La niña echó una rápida mirada a la señora y vio que ésta buscaba su carta, por lo que ocultó aún más su cara y permaneció tan inmóvil que pudo oír el crujido del papel, cuando la señora lo levantó del suelo. Pero no se dio cuenta de la mirada que le echó la madre de Jack, cuando encontró pegado al dorso de la carta una estampilla roja, que estaba segura de haber visto en el piso al lado del sofacama. También recordaba que un papel se había volado de su mesa, pero como estaba tan apurada, no se detuvo a ver qué era. Por eso le llamaba la atención que el papel y el sello estuvieran juntos ahora; además, la carta tenía la huella de un dedito sucio.

"Esperaré a que ella me hable. Es una niña honesta y no tardará en decirme la verdad", pensó la señora Minot.

Después de un rato de silencio, la señora dijo:

—¿Quieres darme tu lección? Jack piensa darme la suya y me imagino que tú seguirás su ejemplo.

—No sé si la aprendí, pero trataré de dársela, señora.

—¿Te duele algo? No importa la lección..., dime lo que te sucede y trataré de ayudarte.

La niña se echó a llorar, y contó lo que acababa de hacer y el penoso descubrimiento con el que había sido castigada.

—Lo sabía antes de que me lo dijeras. De lo contrario, no serías la niña que tanto quiero y deseo ayudar.

—¡Estúpido sello! ¡Delatarme cuando yo misma quería confesar mi culpa, después de haber comprendido mi desobediencia! —exclamó Jill, sonriendo a través de sus lágrimas.

—Deberías pegarlo en tu libro para que te recuerde las malas consecuencias de la desobediencia —sugirió la señora.

—Señora..., cuénteme lo de Lucinda Snow. Si voy a quedar como ella, me gustaría saber cómo pudo soportarlo tanto tiempo.

—Siento que hayas sabido eso. Sin embargo, su historia te ayudará a pasar tu prueba, que estoy segura no será definitiva. Conocí a Lucinda hace muchos años, y a pesar de que al principio su suerte me pareció triste, terminé por comprender lo feliz que era pese a su invalidez; así como lo buena, lo útil y lo querida que llegó a ser...

—Me gustaría saber cómo era ella —inquirió Jill.

—Era tan paciente, que todos se avergonzaban de quejarse de sus pequeñas molestias; tan alegre, que su dolencia se hizo más llevadera; tan trabajadora, que no sólo ganó dinero con las cosas bonitas que hacía, sino que contaba además con la amistad de todas las personas que iban a su casa en busca de consuelo y de buenos consejos. Su vida era un ejemplo de piedad. Lucinda era feliz a pesar de su desgracia.

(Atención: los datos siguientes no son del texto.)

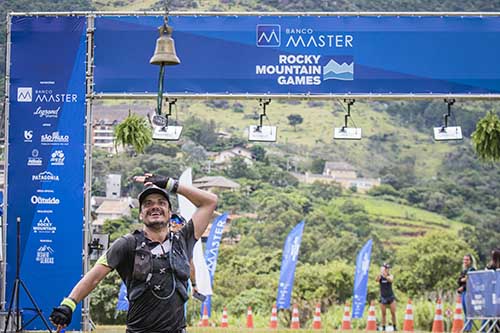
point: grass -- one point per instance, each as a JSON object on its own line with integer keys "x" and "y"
{"x": 402, "y": 222}
{"x": 384, "y": 139}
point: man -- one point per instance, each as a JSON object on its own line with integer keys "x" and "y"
{"x": 467, "y": 266}
{"x": 387, "y": 297}
{"x": 153, "y": 262}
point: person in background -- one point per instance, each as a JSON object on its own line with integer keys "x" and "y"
{"x": 467, "y": 266}
{"x": 152, "y": 262}
{"x": 494, "y": 263}
{"x": 387, "y": 297}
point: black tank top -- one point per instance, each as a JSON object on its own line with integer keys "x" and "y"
{"x": 385, "y": 287}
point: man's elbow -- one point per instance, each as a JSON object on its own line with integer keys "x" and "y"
{"x": 212, "y": 201}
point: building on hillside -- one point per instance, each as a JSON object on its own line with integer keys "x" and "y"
{"x": 215, "y": 183}
{"x": 341, "y": 173}
{"x": 103, "y": 135}
{"x": 226, "y": 156}
{"x": 113, "y": 186}
{"x": 339, "y": 170}
{"x": 111, "y": 209}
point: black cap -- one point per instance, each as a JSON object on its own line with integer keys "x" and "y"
{"x": 151, "y": 189}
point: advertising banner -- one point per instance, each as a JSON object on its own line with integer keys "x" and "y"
{"x": 361, "y": 280}
{"x": 46, "y": 161}
{"x": 482, "y": 299}
{"x": 309, "y": 54}
{"x": 288, "y": 264}
{"x": 212, "y": 253}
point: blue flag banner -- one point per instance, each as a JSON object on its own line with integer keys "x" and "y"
{"x": 483, "y": 294}
{"x": 212, "y": 252}
{"x": 288, "y": 264}
{"x": 122, "y": 304}
{"x": 46, "y": 159}
{"x": 361, "y": 280}
{"x": 303, "y": 54}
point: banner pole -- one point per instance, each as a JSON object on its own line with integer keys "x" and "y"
{"x": 87, "y": 231}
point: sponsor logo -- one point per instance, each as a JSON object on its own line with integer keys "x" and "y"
{"x": 44, "y": 211}
{"x": 24, "y": 94}
{"x": 57, "y": 158}
{"x": 34, "y": 160}
{"x": 54, "y": 139}
{"x": 44, "y": 255}
{"x": 45, "y": 176}
{"x": 308, "y": 69}
{"x": 44, "y": 226}
{"x": 46, "y": 113}
{"x": 49, "y": 96}
{"x": 28, "y": 136}
{"x": 41, "y": 190}
{"x": 268, "y": 35}
{"x": 35, "y": 199}
{"x": 339, "y": 70}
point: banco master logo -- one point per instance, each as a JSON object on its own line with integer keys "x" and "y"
{"x": 24, "y": 94}
{"x": 268, "y": 35}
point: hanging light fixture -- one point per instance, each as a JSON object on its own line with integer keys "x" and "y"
{"x": 164, "y": 55}
{"x": 262, "y": 132}
{"x": 345, "y": 132}
{"x": 445, "y": 132}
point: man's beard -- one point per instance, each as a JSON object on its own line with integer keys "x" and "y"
{"x": 157, "y": 225}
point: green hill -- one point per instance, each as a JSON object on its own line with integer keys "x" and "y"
{"x": 396, "y": 224}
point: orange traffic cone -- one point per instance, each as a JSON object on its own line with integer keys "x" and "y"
{"x": 223, "y": 322}
{"x": 249, "y": 317}
{"x": 317, "y": 317}
{"x": 458, "y": 317}
{"x": 371, "y": 323}
{"x": 204, "y": 318}
{"x": 274, "y": 318}
{"x": 295, "y": 318}
{"x": 408, "y": 323}
{"x": 346, "y": 320}
{"x": 438, "y": 324}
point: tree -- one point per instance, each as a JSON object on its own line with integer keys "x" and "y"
{"x": 258, "y": 152}
{"x": 318, "y": 165}
{"x": 429, "y": 263}
{"x": 294, "y": 120}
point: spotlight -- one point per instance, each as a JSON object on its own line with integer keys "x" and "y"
{"x": 445, "y": 132}
{"x": 345, "y": 132}
{"x": 161, "y": 129}
{"x": 260, "y": 132}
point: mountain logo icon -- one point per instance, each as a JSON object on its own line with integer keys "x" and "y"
{"x": 24, "y": 94}
{"x": 268, "y": 35}
{"x": 339, "y": 70}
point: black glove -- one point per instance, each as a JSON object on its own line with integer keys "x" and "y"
{"x": 61, "y": 315}
{"x": 167, "y": 183}
{"x": 160, "y": 181}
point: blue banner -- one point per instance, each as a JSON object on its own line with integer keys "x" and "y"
{"x": 483, "y": 294}
{"x": 45, "y": 185}
{"x": 362, "y": 54}
{"x": 288, "y": 264}
{"x": 361, "y": 280}
{"x": 211, "y": 254}
{"x": 122, "y": 304}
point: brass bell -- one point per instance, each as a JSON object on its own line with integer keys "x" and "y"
{"x": 165, "y": 48}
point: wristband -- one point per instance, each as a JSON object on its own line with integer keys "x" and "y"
{"x": 172, "y": 185}
{"x": 69, "y": 302}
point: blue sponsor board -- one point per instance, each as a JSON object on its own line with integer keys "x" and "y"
{"x": 288, "y": 265}
{"x": 46, "y": 159}
{"x": 483, "y": 294}
{"x": 364, "y": 54}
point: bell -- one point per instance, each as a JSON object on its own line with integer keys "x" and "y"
{"x": 165, "y": 49}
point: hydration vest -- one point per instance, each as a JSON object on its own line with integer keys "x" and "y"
{"x": 143, "y": 276}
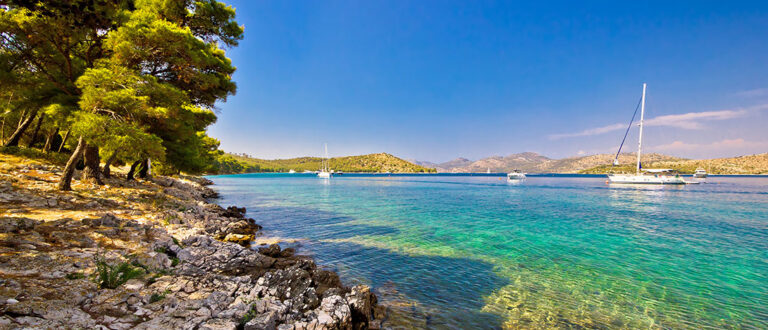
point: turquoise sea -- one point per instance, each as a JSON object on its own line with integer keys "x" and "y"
{"x": 446, "y": 251}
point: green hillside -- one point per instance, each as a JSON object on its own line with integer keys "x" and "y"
{"x": 381, "y": 162}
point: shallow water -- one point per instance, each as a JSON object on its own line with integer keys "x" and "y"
{"x": 477, "y": 252}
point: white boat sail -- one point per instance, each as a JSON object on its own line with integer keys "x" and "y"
{"x": 324, "y": 173}
{"x": 644, "y": 176}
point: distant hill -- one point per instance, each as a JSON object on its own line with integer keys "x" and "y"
{"x": 532, "y": 162}
{"x": 526, "y": 161}
{"x": 580, "y": 164}
{"x": 381, "y": 162}
{"x": 752, "y": 164}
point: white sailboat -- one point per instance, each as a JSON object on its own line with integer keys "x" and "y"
{"x": 515, "y": 175}
{"x": 644, "y": 176}
{"x": 324, "y": 173}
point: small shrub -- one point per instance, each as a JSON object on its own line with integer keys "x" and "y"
{"x": 75, "y": 276}
{"x": 113, "y": 276}
{"x": 247, "y": 318}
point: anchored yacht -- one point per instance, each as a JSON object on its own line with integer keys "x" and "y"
{"x": 324, "y": 173}
{"x": 643, "y": 176}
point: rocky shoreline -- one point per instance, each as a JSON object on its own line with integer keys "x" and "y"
{"x": 153, "y": 254}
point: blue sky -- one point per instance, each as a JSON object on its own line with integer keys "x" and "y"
{"x": 436, "y": 80}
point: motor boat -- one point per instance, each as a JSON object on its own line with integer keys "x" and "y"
{"x": 700, "y": 173}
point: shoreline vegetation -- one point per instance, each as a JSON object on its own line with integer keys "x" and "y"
{"x": 152, "y": 253}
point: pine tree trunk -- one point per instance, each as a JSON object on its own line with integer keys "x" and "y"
{"x": 21, "y": 118}
{"x": 2, "y": 131}
{"x": 13, "y": 141}
{"x": 144, "y": 169}
{"x": 33, "y": 139}
{"x": 49, "y": 140}
{"x": 69, "y": 170}
{"x": 129, "y": 177}
{"x": 92, "y": 172}
{"x": 106, "y": 170}
{"x": 63, "y": 141}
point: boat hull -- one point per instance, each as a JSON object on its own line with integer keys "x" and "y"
{"x": 645, "y": 179}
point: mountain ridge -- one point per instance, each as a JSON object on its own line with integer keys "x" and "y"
{"x": 378, "y": 162}
{"x": 533, "y": 162}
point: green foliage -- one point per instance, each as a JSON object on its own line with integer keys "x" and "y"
{"x": 112, "y": 276}
{"x": 137, "y": 78}
{"x": 228, "y": 164}
{"x": 35, "y": 154}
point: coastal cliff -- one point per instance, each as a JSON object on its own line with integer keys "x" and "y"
{"x": 152, "y": 254}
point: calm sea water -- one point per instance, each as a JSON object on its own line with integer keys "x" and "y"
{"x": 477, "y": 252}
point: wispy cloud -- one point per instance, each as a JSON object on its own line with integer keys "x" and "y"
{"x": 723, "y": 148}
{"x": 691, "y": 120}
{"x": 753, "y": 92}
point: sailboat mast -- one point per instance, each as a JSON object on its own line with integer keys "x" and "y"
{"x": 640, "y": 140}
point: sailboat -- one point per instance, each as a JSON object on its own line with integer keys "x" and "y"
{"x": 644, "y": 176}
{"x": 324, "y": 172}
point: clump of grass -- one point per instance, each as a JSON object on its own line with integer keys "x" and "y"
{"x": 111, "y": 276}
{"x": 75, "y": 276}
{"x": 247, "y": 318}
{"x": 172, "y": 255}
{"x": 155, "y": 297}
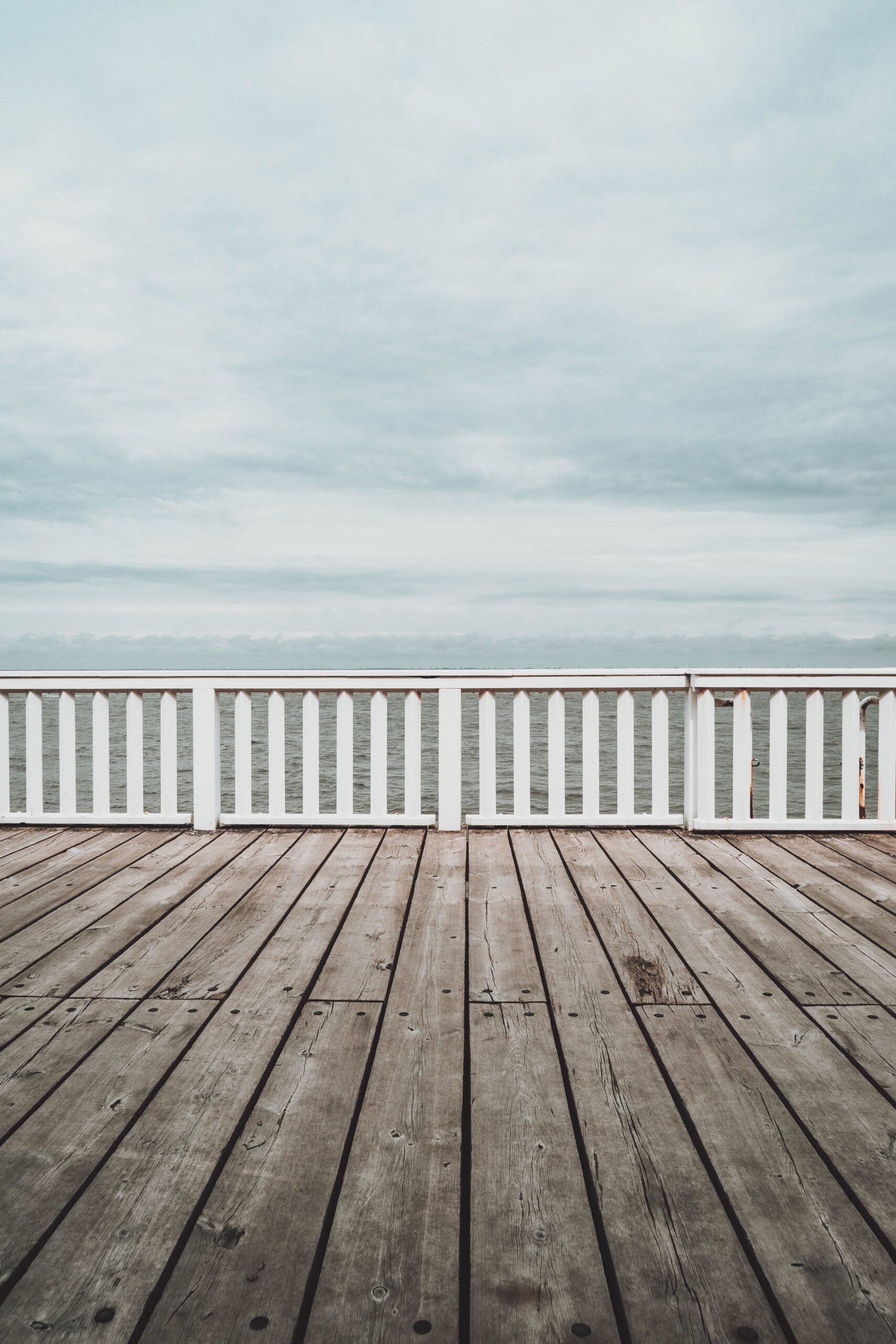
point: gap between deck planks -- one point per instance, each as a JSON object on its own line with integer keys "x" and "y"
{"x": 653, "y": 1102}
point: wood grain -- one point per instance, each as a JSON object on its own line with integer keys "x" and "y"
{"x": 31, "y": 894}
{"x": 867, "y": 1035}
{"x": 681, "y": 1270}
{"x": 166, "y": 875}
{"x": 361, "y": 963}
{"x": 62, "y": 1144}
{"x": 39, "y": 850}
{"x": 13, "y": 839}
{"x": 860, "y": 851}
{"x": 847, "y": 870}
{"x": 393, "y": 1254}
{"x": 801, "y": 970}
{"x": 871, "y": 920}
{"x": 56, "y": 1045}
{"x": 503, "y": 963}
{"x": 852, "y": 952}
{"x": 151, "y": 927}
{"x": 828, "y": 1270}
{"x": 251, "y": 1249}
{"x": 648, "y": 965}
{"x": 847, "y": 1116}
{"x": 307, "y": 890}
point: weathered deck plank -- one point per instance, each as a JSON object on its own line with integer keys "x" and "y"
{"x": 359, "y": 965}
{"x": 656, "y": 1102}
{"x": 45, "y": 1054}
{"x": 501, "y": 959}
{"x": 39, "y": 862}
{"x": 648, "y": 965}
{"x": 390, "y": 1265}
{"x": 868, "y": 1037}
{"x": 870, "y": 918}
{"x": 311, "y": 893}
{"x": 848, "y": 872}
{"x": 94, "y": 865}
{"x": 681, "y": 1272}
{"x": 536, "y": 1266}
{"x": 22, "y": 838}
{"x": 832, "y": 1277}
{"x": 848, "y": 1117}
{"x": 162, "y": 877}
{"x": 49, "y": 1158}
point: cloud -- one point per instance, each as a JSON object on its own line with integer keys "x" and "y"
{"x": 468, "y": 264}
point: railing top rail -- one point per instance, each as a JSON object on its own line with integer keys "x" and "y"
{"x": 472, "y": 679}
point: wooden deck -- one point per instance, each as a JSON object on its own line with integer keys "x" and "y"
{"x": 496, "y": 1088}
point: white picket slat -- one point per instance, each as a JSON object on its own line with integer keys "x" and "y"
{"x": 344, "y": 754}
{"x": 590, "y": 753}
{"x": 168, "y": 753}
{"x": 742, "y": 756}
{"x": 625, "y": 753}
{"x": 815, "y": 808}
{"x": 276, "y": 753}
{"x": 851, "y": 757}
{"x": 311, "y": 753}
{"x": 488, "y": 793}
{"x": 206, "y": 759}
{"x": 244, "y": 753}
{"x": 135, "y": 753}
{"x": 778, "y": 756}
{"x": 379, "y": 753}
{"x": 556, "y": 753}
{"x": 413, "y": 752}
{"x": 100, "y": 761}
{"x": 4, "y": 753}
{"x": 522, "y": 756}
{"x": 887, "y": 757}
{"x": 705, "y": 754}
{"x": 449, "y": 759}
{"x": 34, "y": 753}
{"x": 68, "y": 786}
{"x": 660, "y": 753}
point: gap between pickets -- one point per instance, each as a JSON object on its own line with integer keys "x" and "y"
{"x": 148, "y": 928}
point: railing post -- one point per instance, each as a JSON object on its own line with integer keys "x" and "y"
{"x": 206, "y": 759}
{"x": 705, "y": 756}
{"x": 449, "y": 760}
{"x": 691, "y": 757}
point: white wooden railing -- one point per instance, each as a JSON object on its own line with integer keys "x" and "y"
{"x": 691, "y": 740}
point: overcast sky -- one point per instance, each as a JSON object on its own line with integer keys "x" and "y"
{"x": 493, "y": 318}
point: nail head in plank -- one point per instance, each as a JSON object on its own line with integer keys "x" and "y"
{"x": 57, "y": 1150}
{"x": 361, "y": 961}
{"x": 253, "y": 1245}
{"x": 289, "y": 893}
{"x": 647, "y": 963}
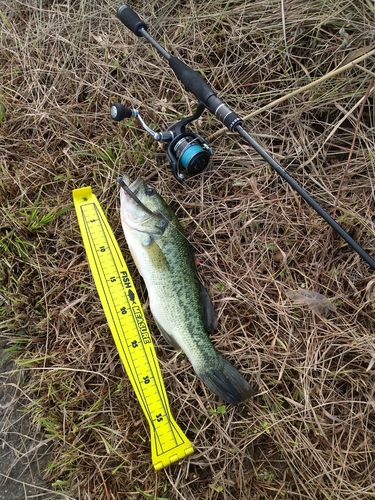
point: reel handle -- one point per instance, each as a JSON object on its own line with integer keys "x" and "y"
{"x": 119, "y": 112}
{"x": 131, "y": 19}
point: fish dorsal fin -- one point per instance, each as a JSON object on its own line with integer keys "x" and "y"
{"x": 209, "y": 315}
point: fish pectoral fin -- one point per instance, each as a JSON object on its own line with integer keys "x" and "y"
{"x": 209, "y": 315}
{"x": 156, "y": 255}
{"x": 171, "y": 341}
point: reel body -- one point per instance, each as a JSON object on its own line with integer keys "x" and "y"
{"x": 188, "y": 153}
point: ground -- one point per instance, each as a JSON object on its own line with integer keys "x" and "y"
{"x": 301, "y": 74}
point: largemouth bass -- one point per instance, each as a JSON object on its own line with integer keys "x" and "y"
{"x": 180, "y": 305}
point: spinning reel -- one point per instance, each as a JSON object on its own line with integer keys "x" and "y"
{"x": 191, "y": 152}
{"x": 187, "y": 152}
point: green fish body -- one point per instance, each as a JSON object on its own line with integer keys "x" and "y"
{"x": 179, "y": 303}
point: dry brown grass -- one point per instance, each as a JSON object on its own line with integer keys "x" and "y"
{"x": 309, "y": 433}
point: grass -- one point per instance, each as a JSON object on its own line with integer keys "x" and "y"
{"x": 302, "y": 73}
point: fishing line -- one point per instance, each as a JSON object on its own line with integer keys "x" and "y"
{"x": 189, "y": 153}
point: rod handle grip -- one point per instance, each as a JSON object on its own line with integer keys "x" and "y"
{"x": 193, "y": 82}
{"x": 131, "y": 19}
{"x": 119, "y": 112}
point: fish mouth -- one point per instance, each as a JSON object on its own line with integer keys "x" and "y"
{"x": 132, "y": 186}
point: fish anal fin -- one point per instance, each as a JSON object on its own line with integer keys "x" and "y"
{"x": 225, "y": 381}
{"x": 210, "y": 318}
{"x": 171, "y": 341}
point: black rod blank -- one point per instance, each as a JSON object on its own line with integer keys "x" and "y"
{"x": 194, "y": 83}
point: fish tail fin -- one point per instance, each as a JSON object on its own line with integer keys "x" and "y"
{"x": 225, "y": 381}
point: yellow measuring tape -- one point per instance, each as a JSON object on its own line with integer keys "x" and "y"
{"x": 132, "y": 337}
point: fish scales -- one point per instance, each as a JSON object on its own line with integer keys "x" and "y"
{"x": 179, "y": 304}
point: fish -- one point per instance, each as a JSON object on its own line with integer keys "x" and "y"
{"x": 180, "y": 305}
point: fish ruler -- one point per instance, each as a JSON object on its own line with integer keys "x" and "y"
{"x": 126, "y": 320}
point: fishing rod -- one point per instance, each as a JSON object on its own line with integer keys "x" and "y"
{"x": 194, "y": 161}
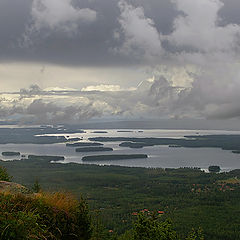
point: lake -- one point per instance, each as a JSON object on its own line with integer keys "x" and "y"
{"x": 159, "y": 156}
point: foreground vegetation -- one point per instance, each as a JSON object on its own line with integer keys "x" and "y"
{"x": 117, "y": 195}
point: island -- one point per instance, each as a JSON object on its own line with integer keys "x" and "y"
{"x": 84, "y": 144}
{"x": 99, "y": 132}
{"x": 214, "y": 169}
{"x": 73, "y": 139}
{"x": 93, "y": 149}
{"x": 236, "y": 151}
{"x": 125, "y": 131}
{"x": 113, "y": 157}
{"x": 45, "y": 158}
{"x": 134, "y": 144}
{"x": 11, "y": 153}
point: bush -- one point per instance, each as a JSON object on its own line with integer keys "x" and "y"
{"x": 150, "y": 227}
{"x": 215, "y": 169}
{"x": 44, "y": 216}
{"x": 4, "y": 175}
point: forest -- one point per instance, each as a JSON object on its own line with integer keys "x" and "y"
{"x": 117, "y": 196}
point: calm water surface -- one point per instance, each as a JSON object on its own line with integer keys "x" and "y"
{"x": 159, "y": 156}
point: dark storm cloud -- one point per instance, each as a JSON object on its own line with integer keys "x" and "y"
{"x": 89, "y": 45}
{"x": 198, "y": 38}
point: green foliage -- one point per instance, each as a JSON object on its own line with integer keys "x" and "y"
{"x": 196, "y": 235}
{"x": 151, "y": 228}
{"x": 190, "y": 197}
{"x": 4, "y": 175}
{"x": 215, "y": 169}
{"x": 43, "y": 216}
{"x": 36, "y": 187}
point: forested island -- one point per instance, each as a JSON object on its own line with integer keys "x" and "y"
{"x": 84, "y": 144}
{"x": 11, "y": 153}
{"x": 119, "y": 195}
{"x": 93, "y": 149}
{"x": 113, "y": 157}
{"x": 225, "y": 142}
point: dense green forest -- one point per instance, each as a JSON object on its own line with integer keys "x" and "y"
{"x": 117, "y": 196}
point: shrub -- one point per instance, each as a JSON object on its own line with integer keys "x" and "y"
{"x": 44, "y": 216}
{"x": 4, "y": 175}
{"x": 150, "y": 227}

—Si no llego a curarme, me gustaría ser como ella —comentó Jill.

—Sí, querida, pero espero que te repongas. Mientras tanto, trata de ser lo más útil y agradable que puedas. Tu espalda dolorida te recordará lo que debes hacer y así aprenderás a obedecer. Cuando te hayas recuperado, habrás aprendido a ser mujer. Mientras tanto en tu cama puedes convertirte en ejemplo para todos.

—¿De veras, señora? —exclamó Jill, con los ojos llenos de lágrimas.

Cuando volvieron los muchachos y Jack le dio a su hermano su lección de latín, éste le devolvió una estampilla. Jill pidió a su amigo que le regalara el sello que la delató, pero sin decirle el motivo de su deseo, y lo guardó en su vocabulario para que le recordara constantemente la promesa que acababa de hacer y que tenía la intención de mantener.